Les copains d'abord

Le titre un peu trivial de cette page s’est imposé à mon esprit à la suite de la lecture de ce numéro, en particulier celle de l’article sur l’e-commerce. Sous l'appellation de copains, j'englobe tout ce qui restreint le choix du consommateur, principalement la commodité, l'urgence, la force de l'habitude, l'imitation, le poids de l'opinion, etc.

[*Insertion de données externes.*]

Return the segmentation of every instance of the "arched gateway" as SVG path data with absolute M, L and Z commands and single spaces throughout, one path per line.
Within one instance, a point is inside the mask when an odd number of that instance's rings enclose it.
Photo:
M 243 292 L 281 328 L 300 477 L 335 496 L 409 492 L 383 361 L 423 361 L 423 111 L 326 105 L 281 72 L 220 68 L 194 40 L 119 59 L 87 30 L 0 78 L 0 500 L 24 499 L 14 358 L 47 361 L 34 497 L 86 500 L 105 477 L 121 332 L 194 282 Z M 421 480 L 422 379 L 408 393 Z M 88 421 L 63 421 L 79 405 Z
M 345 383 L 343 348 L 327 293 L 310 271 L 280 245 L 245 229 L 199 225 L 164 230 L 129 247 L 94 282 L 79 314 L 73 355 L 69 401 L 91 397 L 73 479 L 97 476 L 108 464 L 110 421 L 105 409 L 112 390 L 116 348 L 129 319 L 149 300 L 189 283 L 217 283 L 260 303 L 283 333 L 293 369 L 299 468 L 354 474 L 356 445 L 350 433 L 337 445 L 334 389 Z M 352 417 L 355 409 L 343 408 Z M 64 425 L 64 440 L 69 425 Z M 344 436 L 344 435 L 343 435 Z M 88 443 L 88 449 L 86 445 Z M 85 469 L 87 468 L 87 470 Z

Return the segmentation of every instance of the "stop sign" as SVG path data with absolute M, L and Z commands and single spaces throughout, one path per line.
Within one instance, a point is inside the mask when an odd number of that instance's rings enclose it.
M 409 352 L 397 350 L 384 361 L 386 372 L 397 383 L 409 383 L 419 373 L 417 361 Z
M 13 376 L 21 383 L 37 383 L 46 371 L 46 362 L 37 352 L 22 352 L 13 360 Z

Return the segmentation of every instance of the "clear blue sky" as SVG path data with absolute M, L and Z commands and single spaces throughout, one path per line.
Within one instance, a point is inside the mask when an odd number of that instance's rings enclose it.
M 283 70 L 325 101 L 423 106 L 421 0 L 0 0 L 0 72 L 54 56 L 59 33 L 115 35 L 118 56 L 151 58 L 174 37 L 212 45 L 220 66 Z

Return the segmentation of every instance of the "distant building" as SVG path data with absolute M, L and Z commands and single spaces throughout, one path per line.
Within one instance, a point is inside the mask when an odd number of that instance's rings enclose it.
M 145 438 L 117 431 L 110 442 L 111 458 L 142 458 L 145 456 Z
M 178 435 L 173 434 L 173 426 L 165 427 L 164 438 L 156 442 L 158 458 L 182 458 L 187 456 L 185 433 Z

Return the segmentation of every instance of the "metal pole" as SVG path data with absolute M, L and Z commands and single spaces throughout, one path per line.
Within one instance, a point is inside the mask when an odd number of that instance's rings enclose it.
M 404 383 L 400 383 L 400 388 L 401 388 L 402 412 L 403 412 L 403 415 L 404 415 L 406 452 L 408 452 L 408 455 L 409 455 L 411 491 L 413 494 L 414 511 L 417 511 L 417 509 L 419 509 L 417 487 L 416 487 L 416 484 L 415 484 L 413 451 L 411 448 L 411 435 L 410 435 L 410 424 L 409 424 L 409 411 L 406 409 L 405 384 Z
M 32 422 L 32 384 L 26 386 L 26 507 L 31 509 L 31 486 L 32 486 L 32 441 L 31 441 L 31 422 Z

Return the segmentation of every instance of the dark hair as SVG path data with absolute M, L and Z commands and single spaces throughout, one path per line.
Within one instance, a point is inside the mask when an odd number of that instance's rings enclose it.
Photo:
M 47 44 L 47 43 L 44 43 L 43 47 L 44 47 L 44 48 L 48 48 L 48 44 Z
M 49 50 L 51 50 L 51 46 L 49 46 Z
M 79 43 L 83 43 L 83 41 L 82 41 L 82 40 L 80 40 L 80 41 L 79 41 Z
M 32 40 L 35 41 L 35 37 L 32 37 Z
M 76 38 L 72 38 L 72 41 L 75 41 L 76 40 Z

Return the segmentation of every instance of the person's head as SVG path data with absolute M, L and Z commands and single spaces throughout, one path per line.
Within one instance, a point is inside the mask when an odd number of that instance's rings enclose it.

En effet, devant les millions de produits offerts sur ses écrans, comment le consommateur choisit-il ? La théorie économique traditionnelle suggère que le prix est le seul guide, mais il est évidemment hors de question de recenser toutes les offres identiques pour comparer leurs prix. La vérité est plus simple : il va acheter comme les fois précédentes, sauf exception. Face à l'importance de l’offre, le goulot d’étranglement se trouve au niveau de la demande.

Un domaine où ce phénomène est sensible est la prescription de médicaments par les médecins. On a pu montrer que, dans la liste considérable des médicaments disponibles, chaque médecin n’en prescrit qu'une faible partie. Comme les laboratoires pharmaceutiques ne cessent d’innover, ils entretiennent tous de nombreux visiteurs médicaux qui visitent les médecins pour leur vanter à domicile les mérites de leurs nouvelles propositions.

Dans ce nouvel univers économique où l’information disponible sur les réseaux sociaux est immense, la problématique du commerce change tout à fait d’énoncé. Comme chacun suit ses habitudes, le vendeur doit s’introduire dans ce cercle d’intimité pour rejoindre les intimes à qui chacun achète.

À vrai dire, les seuls produits dont l’offre est entièrement définie par leur prix sont les “commodités”, c’est-à-dire les produits définis par leur appellation, comme une tonne de fuel ou de blé. Et encore, les désordres actuels induits par la guerre d’Ukraine sur les marchés de l’énergie montrent que les produits pétroliers posent des problèmes plus compliqués que leur seul prix.

Les deux autres articles ne comportent pas un aspect dû au grand nombre, mais posent eux aussi la question du poids des réalités locales. Dans les propriétés thermiques du sous-sol, domaine technique parfaitement maîtrisé, on découvre avec surprise que la France est considérablement en retard sur des pays comme la Suède et la Suisse. Quant aux problèmes auxquels s’est trouvée confrontée une ETI pour se réformer, ils mettent en scène des ingrédients psychologiques, dramatiques, pour ainsi dire romanesques, bien loin de la froideur habituelle du style des affaires.

Ainsi, alors que la mondialisation, la multiplication et la rapidité des échanges semblaient annoncer un univers uniformisé, parlant une sorte d’anglais simplifié, on assiste à une présence de plus en plus active d’options qui donnent une place croissante aux réalités singulières et aux complicités locales. À quoi il faut ajouter l’élévation générale du niveau d’éducation, qui multiplie le nombre de personnes en mesure de revendiquer le respect de leurs singularités.

Situer l’autorité au plus près de l'exécution est cohérent avec le thème actuellement en vogue de l’entreprise libérée, entendez libérée d'une pesante pyramide hiérarchique au profit d'une autorité locale.